Illustrated how FLAN works: The model is fine-tuned with a different set of instructions and generalized to invisible instructions. Performance improves as more types of tasks are added to the fine-tuning data model.

One of the recent common techniques for solving tasks using the background language model is called the zero-shot or minority-shot prompt. This technique formulates a task based on the text that the language model may have seen during training, and the language model produces the answer by completing the text. For example, to classify the emotions of a movie review, the language model is given the sentence “Movie review’The best RomCom since Pretty Woman’is _” and complete the sentence with the words “positive” or “positive”. You may be asked to do so. “Negative”.

While this technique performs well for some tasks, it requires careful and rapid engineering to design the task so that it looks like the data the model saw during training. This works well for some, but not all, tasks and is also a non-intuitive method for practitioners. Interact with the model. For example, the authors of GPT-3 (one of the largest language models in use today) have found that such prompting techniques do not improve the performance of natural language inference (NLI) tasks.

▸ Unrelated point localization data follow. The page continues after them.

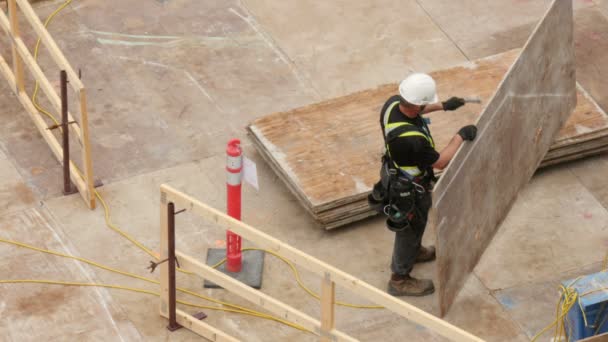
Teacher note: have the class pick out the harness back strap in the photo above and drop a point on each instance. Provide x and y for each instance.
(396, 130)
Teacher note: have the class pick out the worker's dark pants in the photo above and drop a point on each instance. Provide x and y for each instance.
(407, 241)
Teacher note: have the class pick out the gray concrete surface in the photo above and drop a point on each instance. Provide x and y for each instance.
(171, 81)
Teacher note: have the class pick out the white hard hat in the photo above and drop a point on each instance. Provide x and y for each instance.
(419, 89)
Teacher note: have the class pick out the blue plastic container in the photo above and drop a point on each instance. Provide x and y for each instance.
(595, 306)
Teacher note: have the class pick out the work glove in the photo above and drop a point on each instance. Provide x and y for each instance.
(468, 132)
(453, 103)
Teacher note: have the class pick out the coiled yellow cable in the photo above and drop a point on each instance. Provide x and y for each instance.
(111, 225)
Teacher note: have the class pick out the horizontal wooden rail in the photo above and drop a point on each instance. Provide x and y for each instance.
(51, 140)
(326, 271)
(31, 64)
(50, 44)
(257, 297)
(21, 55)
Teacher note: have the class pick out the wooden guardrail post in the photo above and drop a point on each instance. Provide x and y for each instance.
(328, 301)
(17, 62)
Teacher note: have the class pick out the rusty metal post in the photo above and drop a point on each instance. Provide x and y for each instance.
(173, 325)
(67, 183)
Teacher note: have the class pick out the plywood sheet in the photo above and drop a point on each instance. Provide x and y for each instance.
(515, 131)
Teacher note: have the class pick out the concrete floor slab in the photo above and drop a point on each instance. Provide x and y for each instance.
(485, 29)
(15, 194)
(476, 308)
(591, 40)
(591, 173)
(33, 312)
(334, 44)
(554, 214)
(152, 102)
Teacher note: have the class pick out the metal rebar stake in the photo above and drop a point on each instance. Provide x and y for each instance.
(173, 325)
(67, 183)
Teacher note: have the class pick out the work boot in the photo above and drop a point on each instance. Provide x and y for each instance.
(426, 254)
(409, 286)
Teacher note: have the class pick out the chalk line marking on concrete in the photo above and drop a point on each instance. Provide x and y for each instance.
(188, 75)
(250, 20)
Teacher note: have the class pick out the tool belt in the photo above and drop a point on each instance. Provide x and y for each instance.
(396, 195)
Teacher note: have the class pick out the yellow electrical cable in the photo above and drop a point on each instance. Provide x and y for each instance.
(567, 300)
(126, 288)
(107, 268)
(299, 280)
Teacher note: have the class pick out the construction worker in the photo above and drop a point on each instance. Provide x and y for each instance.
(403, 193)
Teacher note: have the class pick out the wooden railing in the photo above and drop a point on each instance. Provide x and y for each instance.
(330, 277)
(21, 56)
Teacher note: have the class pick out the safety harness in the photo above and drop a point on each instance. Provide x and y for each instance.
(400, 185)
(396, 130)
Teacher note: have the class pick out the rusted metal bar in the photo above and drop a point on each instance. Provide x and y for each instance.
(173, 325)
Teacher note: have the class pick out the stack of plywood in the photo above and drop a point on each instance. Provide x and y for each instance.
(329, 153)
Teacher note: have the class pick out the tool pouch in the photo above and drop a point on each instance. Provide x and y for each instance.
(401, 203)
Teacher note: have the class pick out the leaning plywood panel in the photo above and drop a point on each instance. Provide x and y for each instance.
(515, 131)
(328, 153)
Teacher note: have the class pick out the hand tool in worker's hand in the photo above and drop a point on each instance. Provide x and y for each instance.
(472, 99)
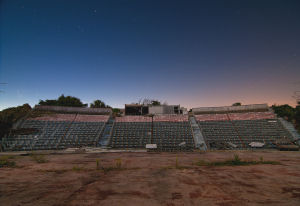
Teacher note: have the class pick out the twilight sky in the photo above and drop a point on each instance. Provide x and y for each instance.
(193, 53)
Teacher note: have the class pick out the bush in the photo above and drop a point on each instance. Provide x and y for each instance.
(38, 158)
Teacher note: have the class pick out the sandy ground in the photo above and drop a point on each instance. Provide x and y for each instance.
(151, 179)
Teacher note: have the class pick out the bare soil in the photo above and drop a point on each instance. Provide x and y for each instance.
(151, 179)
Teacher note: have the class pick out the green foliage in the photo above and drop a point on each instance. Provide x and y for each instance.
(98, 166)
(67, 101)
(99, 104)
(11, 115)
(116, 110)
(118, 163)
(155, 102)
(297, 116)
(237, 104)
(177, 163)
(285, 111)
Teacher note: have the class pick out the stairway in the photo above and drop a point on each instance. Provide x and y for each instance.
(198, 137)
(291, 129)
(106, 135)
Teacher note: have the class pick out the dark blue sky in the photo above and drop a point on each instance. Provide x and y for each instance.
(195, 53)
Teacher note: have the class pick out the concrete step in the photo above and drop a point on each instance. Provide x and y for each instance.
(198, 137)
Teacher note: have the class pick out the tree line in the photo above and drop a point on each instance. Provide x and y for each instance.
(69, 101)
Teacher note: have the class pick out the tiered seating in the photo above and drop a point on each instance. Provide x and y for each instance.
(131, 132)
(218, 132)
(241, 129)
(84, 131)
(48, 136)
(267, 131)
(211, 117)
(251, 116)
(168, 132)
(55, 117)
(58, 131)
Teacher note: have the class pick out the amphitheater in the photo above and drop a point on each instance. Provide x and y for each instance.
(249, 127)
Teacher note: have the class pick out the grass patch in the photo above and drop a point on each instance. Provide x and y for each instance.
(38, 158)
(118, 163)
(5, 161)
(77, 168)
(56, 171)
(236, 161)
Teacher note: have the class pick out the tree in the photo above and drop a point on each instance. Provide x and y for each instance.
(11, 115)
(67, 101)
(285, 111)
(98, 104)
(297, 116)
(155, 102)
(237, 104)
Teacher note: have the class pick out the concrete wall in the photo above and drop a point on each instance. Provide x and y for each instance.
(162, 109)
(225, 109)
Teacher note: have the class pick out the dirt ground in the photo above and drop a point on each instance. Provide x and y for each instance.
(151, 179)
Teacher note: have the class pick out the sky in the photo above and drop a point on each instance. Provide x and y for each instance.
(192, 53)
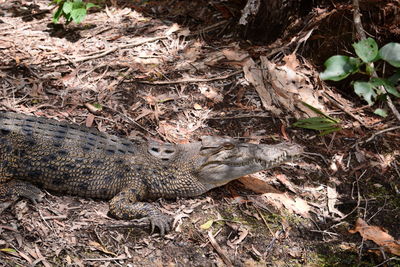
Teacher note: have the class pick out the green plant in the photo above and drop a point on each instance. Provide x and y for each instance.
(325, 124)
(74, 10)
(340, 67)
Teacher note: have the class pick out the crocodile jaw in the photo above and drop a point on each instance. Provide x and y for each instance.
(243, 159)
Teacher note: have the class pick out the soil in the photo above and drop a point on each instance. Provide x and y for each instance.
(153, 70)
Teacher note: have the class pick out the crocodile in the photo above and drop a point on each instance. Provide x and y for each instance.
(37, 152)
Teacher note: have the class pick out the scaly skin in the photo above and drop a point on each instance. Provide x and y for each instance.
(76, 160)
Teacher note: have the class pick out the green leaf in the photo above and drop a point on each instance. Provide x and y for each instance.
(366, 49)
(366, 91)
(89, 5)
(78, 4)
(78, 15)
(381, 112)
(207, 225)
(323, 124)
(395, 78)
(339, 67)
(387, 84)
(57, 15)
(67, 7)
(391, 54)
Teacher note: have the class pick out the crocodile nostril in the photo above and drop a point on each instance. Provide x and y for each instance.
(155, 149)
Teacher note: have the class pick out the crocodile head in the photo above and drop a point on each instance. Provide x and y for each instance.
(222, 160)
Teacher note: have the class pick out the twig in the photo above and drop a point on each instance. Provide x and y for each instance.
(376, 134)
(107, 259)
(219, 250)
(193, 80)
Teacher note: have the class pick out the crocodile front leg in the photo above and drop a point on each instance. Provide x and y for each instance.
(10, 191)
(126, 205)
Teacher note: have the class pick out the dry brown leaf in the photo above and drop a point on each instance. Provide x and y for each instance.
(101, 248)
(377, 234)
(210, 93)
(332, 199)
(293, 205)
(284, 180)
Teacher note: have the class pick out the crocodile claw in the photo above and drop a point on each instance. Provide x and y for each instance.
(162, 222)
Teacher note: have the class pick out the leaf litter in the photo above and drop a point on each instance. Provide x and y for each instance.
(134, 75)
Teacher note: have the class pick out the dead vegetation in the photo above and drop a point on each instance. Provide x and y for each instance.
(177, 72)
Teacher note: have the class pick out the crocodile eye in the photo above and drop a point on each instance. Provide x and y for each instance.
(228, 146)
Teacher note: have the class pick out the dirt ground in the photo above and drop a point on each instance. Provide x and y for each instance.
(149, 69)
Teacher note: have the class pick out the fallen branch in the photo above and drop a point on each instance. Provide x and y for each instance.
(361, 32)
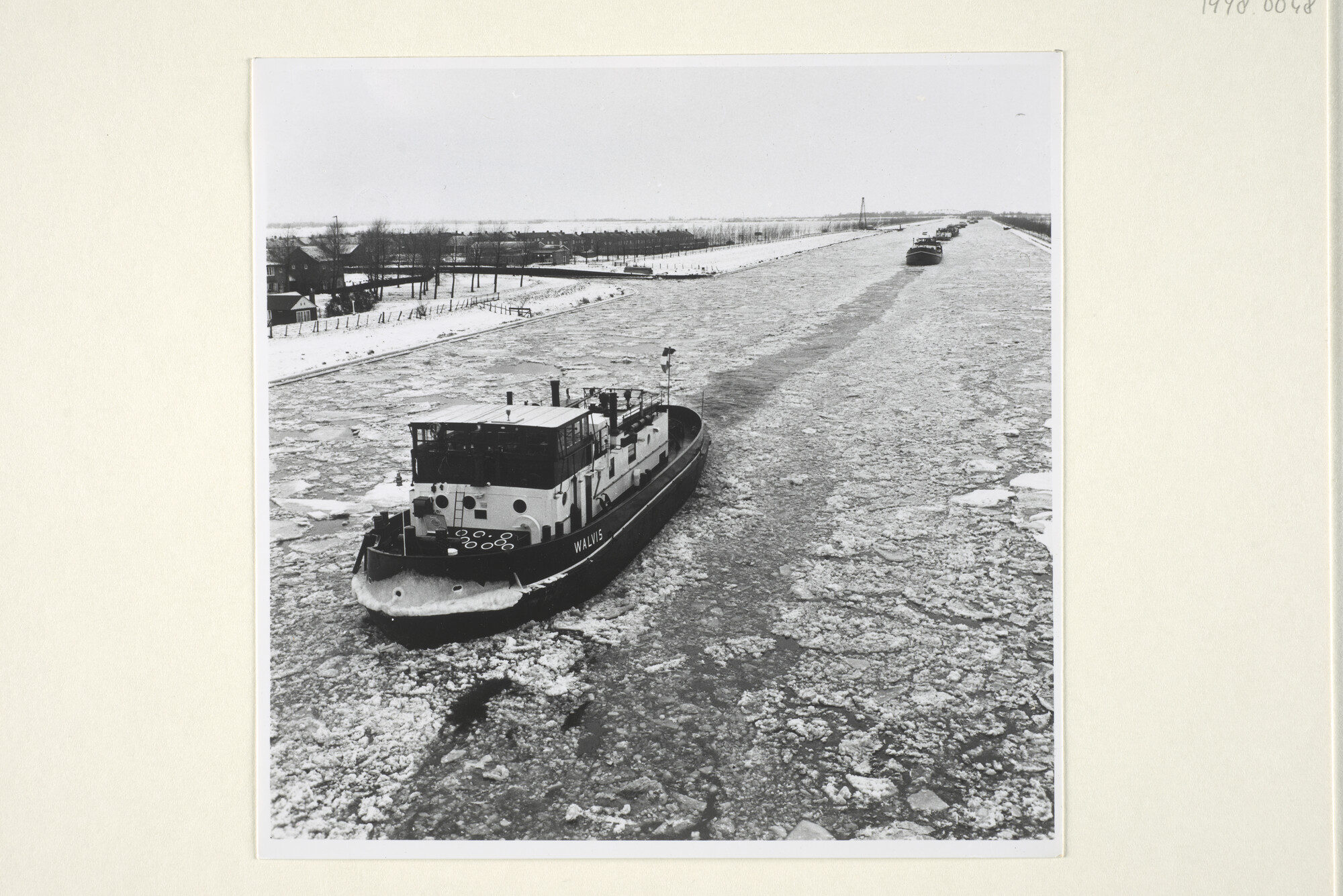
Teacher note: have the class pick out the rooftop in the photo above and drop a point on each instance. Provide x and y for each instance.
(542, 416)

Instead, the instruction TuningFLAN is a large scale of various instructions that use simple and intuitive explanations of the task, such as “classify this movie review as positive or negative” or “translate this sentence into Danish”. Fine-tune the model as a set.

Creating a dataset of instructions from scratch to fine-tune the model requires a significant amount of resources. Therefore, use templates instead to convert existing datasets to educational format.

An example template for a natural language inference dataset.

By training your model with these instructions, you will not only be good at resolving the types of instructions you saw during training, but you will also be good at following general instructions.

Model Evaluation To compare FLAN with other techniques in a meaningful way, we used an established benchmark dataset to compare model performance with existing models. We also evaluated how FLAN works without looking at an example of that dataset during training.

However, even if you train on a dataset that is too similar to the evaluation dataset, performance results can be distorted. For example, training on one question answering dataset may cause the model to work better on another question answering dataset. For this reason, all datasets are grouped into clusters by task type to hold the entire task cluster to which the dataset belongs, not just the training data for the dataset.

We have grouped the datasets into the following clusters.

Results We evaluated FLAN on 25 tasks and found that all but 4 tasks were better than the Zero Shot prompt. The results show that 20 of the 25 tasks are better than the zero-shot GPT-3, and some tasks are better than the few-shot GPT-3.

We also find that the scale of the model is very important to the ability of the model to benefit from the coordination of instructions. On a small scale, the FLAN method actually degrades performance, and only on a large scale can the model be generalized to tasks that are not visible from the instructions in the training data. This may be due to the model being too small and not having enough parameters to perform a large number of tasks.

Instruction tuning only improves the performance of invisible tasks for models of a particular size.

Conclusion The FLAN model is not the first model to train a series of instructions, but as far as we know, it is the first model to apply this technique on a large scale and shows that it can improve the generalization ability of the model. .. We hope that the methods we have presented will help inspire more research on models that can perform invisible tasks and learn from very little data.

We have also released code to perform the conversion so that other researchers can reproduce and build the results.

Acknowledgments Vincent Y, a collaborator of Google Research. Thanks to Zhao, Kelvin Guu, Adams Wei Yu, Brian Lester, Nan Du, Andrew M. Dai and Quoc V. Le.